Project Background

This study was conducted as part of an overall implementation of Lean Sigma in the Radiology Department at Columbus Regional Hospital (CRH) in Columbus, Indiana. Cycle times for CT examinations at CRH were found to be 75 percent higher than national best practice of 12 minutes. External Voice of the Customer (VOC) interviews revealed that, because of high cycle times, physicians were unable to add a case when requested and often, in fact, sought alternative diagnostic imaging sites.


Overall Equipment Effectiveness (OEE) is a Lean tool used extensively by manufacturing in maintenance and equipment reliability to examine equipment availability. OEE represents the percent of potential capacity that the process is achieving, or: OEE = Actual Capacity x 100/Potential Capacity

OEE is typically broken into three elements: % Uptime x % Pace x % Quality.

In the case of a hospital CT scan, % Uptime can be thought of as the percent of time the machine is actually running and providing value. Instead of measuring the “busy-ness” of the room or the staff, the best measure of efficiency is the percent of the time the machine is actually running.

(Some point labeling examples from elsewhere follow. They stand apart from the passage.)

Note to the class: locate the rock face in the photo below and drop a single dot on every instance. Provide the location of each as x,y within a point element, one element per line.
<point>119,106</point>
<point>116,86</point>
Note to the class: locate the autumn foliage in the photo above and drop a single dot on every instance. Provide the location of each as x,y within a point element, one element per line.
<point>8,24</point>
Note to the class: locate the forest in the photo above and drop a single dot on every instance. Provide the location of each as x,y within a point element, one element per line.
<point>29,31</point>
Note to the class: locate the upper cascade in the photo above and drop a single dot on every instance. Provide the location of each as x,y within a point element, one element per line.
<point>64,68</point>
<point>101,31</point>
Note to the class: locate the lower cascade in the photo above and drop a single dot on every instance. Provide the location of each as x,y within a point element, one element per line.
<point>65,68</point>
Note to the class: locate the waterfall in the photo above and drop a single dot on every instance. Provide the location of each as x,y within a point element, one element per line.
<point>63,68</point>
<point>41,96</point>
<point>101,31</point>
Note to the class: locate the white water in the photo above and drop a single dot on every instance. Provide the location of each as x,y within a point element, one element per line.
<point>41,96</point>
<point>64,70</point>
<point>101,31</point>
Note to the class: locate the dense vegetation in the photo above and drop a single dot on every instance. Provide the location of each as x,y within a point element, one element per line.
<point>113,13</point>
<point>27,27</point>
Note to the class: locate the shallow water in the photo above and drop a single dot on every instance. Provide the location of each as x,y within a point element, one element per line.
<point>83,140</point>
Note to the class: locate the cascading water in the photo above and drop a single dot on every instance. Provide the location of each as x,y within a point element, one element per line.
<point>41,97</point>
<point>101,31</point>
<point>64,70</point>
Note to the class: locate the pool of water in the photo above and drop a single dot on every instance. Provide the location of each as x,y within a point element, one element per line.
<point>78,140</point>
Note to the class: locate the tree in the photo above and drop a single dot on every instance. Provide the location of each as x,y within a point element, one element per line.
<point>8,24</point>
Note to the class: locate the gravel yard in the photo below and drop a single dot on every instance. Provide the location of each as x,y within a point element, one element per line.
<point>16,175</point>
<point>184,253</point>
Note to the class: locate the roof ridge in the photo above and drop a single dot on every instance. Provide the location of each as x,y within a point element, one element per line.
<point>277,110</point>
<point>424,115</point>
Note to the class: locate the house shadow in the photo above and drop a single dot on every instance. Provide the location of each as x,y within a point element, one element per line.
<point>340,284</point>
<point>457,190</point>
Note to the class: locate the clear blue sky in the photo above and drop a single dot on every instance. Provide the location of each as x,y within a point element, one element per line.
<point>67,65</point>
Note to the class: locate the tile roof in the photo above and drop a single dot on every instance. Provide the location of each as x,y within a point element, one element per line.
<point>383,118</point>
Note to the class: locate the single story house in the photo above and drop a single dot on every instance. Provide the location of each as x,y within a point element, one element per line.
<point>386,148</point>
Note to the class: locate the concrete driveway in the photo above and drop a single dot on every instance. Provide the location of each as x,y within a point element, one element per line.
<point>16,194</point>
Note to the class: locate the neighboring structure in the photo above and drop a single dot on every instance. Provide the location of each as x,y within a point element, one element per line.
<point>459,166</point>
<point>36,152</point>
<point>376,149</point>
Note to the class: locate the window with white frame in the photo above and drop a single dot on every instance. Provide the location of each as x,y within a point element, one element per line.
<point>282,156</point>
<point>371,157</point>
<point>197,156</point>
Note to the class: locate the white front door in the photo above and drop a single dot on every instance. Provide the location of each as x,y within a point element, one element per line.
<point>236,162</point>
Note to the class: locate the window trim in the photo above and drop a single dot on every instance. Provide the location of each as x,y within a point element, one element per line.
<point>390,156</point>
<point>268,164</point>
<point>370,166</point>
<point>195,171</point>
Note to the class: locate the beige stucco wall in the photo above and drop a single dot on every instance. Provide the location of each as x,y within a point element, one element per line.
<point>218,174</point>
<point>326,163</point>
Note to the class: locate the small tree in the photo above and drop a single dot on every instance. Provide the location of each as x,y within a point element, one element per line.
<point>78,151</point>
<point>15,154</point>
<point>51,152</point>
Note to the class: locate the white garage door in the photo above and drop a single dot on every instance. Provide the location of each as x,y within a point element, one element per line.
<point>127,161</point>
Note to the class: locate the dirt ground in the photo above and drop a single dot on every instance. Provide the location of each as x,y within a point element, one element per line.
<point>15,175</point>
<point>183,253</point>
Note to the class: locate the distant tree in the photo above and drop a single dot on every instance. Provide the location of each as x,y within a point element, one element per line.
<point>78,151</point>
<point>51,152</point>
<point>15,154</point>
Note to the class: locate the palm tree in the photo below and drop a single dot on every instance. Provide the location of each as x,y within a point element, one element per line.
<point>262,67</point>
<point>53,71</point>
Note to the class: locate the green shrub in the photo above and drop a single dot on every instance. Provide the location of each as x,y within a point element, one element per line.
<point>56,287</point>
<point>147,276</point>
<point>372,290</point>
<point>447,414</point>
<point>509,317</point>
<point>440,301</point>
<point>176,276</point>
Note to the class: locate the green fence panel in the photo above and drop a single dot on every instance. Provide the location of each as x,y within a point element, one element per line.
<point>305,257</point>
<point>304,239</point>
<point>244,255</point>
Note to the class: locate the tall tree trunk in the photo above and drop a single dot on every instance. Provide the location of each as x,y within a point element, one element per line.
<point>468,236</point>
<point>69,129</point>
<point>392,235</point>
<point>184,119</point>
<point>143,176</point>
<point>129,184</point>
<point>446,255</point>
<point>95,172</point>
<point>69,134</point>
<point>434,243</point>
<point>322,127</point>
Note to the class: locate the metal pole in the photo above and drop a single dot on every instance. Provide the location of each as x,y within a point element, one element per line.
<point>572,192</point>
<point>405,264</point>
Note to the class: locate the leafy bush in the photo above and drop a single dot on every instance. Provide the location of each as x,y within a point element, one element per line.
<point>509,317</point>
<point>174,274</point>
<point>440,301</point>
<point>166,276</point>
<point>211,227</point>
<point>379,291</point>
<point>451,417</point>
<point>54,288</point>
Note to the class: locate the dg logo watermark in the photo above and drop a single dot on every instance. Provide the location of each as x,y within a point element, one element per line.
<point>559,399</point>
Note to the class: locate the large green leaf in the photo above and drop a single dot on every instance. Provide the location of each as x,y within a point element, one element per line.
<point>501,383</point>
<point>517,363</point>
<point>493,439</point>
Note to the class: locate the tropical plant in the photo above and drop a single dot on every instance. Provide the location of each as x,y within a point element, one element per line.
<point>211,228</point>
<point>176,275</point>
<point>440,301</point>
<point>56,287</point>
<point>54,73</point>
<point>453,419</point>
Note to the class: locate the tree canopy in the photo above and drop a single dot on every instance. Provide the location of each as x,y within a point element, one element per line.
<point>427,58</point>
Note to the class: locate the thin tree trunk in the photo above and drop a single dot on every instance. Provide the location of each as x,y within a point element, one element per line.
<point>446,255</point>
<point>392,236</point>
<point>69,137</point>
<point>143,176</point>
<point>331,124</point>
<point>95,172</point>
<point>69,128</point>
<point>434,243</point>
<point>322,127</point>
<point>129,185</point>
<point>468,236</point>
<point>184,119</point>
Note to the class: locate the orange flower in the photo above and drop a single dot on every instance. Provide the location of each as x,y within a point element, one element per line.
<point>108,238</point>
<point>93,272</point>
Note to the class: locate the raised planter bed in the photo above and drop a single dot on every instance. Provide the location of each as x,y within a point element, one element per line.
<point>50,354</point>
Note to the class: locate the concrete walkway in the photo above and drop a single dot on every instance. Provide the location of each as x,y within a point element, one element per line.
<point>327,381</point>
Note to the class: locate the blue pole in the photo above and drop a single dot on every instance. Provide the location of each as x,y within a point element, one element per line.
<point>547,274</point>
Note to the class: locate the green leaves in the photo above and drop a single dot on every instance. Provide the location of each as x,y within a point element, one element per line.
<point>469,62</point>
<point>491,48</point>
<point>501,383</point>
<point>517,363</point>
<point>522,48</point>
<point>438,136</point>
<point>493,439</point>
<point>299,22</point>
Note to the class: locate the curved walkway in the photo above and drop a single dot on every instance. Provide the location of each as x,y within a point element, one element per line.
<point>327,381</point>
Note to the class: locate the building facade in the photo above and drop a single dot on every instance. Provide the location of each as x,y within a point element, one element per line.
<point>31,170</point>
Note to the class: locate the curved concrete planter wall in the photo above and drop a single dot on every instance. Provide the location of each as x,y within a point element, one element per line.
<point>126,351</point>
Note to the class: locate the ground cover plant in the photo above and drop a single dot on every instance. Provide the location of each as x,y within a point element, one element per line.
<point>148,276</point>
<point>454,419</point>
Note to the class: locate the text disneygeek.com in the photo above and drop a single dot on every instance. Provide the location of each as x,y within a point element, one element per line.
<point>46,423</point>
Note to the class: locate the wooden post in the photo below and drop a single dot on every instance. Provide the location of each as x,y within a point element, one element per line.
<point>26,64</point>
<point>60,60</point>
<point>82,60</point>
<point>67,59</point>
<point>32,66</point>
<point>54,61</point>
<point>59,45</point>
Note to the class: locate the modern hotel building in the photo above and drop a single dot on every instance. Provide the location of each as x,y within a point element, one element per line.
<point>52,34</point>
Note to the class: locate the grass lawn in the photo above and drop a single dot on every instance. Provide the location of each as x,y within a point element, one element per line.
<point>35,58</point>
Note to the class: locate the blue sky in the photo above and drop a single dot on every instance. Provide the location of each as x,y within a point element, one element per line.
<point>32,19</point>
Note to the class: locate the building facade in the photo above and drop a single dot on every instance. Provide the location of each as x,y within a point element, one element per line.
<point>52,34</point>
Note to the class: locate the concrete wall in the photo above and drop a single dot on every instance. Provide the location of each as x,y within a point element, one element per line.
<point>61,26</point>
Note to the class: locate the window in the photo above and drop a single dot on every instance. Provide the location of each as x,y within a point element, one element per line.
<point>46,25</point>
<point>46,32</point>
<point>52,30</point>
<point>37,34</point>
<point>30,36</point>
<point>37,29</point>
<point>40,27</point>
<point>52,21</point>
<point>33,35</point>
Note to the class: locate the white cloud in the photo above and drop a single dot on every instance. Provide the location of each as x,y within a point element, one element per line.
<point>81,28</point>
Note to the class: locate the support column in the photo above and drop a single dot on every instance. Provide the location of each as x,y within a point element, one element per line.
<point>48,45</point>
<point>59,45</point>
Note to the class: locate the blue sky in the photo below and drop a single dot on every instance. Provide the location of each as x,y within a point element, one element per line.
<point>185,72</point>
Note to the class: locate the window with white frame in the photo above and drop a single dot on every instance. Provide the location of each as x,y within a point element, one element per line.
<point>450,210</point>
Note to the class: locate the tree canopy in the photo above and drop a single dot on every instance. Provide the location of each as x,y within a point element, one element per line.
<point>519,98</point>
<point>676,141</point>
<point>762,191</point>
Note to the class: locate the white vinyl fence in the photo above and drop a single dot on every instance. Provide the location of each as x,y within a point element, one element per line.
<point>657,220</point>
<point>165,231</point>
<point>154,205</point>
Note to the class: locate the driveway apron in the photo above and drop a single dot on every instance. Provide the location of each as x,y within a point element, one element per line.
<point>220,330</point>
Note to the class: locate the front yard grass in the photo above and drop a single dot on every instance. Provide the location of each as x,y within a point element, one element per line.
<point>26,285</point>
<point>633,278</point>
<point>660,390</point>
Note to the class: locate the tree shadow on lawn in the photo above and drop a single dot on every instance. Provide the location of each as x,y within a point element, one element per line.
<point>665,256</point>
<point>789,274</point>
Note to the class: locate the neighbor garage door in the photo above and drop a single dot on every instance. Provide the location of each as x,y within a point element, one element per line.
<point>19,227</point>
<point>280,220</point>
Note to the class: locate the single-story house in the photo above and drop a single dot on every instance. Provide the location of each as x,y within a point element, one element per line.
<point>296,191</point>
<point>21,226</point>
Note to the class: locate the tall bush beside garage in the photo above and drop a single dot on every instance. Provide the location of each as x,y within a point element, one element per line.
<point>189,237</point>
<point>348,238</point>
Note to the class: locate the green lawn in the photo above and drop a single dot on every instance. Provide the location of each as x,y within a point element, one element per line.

Everything else in the department should be organized to maximize CT scanner uptime. % Pace is the ratio of Ideal Cycle Time to average Cycle Time. Stated another way, % Pace compares the average cycle time to those times when the machine is running its best. % Quality is the rate of defect-free processing, or, as a formula:

(Processed Amount – Defect Amount) ÷ Processed Amount.

Figure 1: Components of Overall Equipment

Effectiveness (OEE)

A summary of contributions to reduced OEE is displayed in Figure 1. The OEE metric yields two valuable pieces of information: the capacity possible from the process, and, if capacity is low, the best place to look to improve it (Uptime, Pace, or Quality).

Often, as in this case where the combined resources of equipment, room, and technician are necessary to conduct a procedure, the OEE for the room and technician are useful as well as for the equipment.

Figure 2 demonstrates how this is accomplished.


Following the OEE analysis in the CT scan department, the team concluded that most promising OEE opportunity was machine uptime.

A kaizen event was conducted in which the following changes were made:

  • Moved non-imaging work out of CT room, effectively leaving the machine room open for procedure time only
  • Standardized the process and made it more consistent

Figure 2: Interaction between OEE Loops
Room/Equipment & Technical

  • Increased efficiency with removal of Non-Value Added Activity steps from the CT exam rooms
  • New and more user-friendly CT Control Room layout
  • Re-defined job tasks and responsibilities
  • Re-developed the staffing matrix


Following the kaizen event, the average cycle time from exam start to exam stop decreased by 38.1% from 21 minutes to 13 minutes (Figure 3). More tellingly, the standard deviation decreased from 86 minutes to 13 minutes, providing more predictability in scheduling. In addition, the cycle time from patient registration to patient exiting the examination room decreased from 45.7 minutes to 34.5 minutes (24.5%), with a much more consistent process.

In effect, by reducing procedure cycle time, the CT department was able to eliminate the waiting list. When physician offices call to schedule a patient, they are told to send them over. As a consequence, the volume of CT examinations rose significantly (Figure 4).

Conclusions / Implications

Overall Equipment Effectiveness (OEE) is a robust Lean tool capable of improving a hospital’s ability to understand and enhance of the efficiency of specialized equipment, treatment rooms and surgical suites, and even equipment technicians.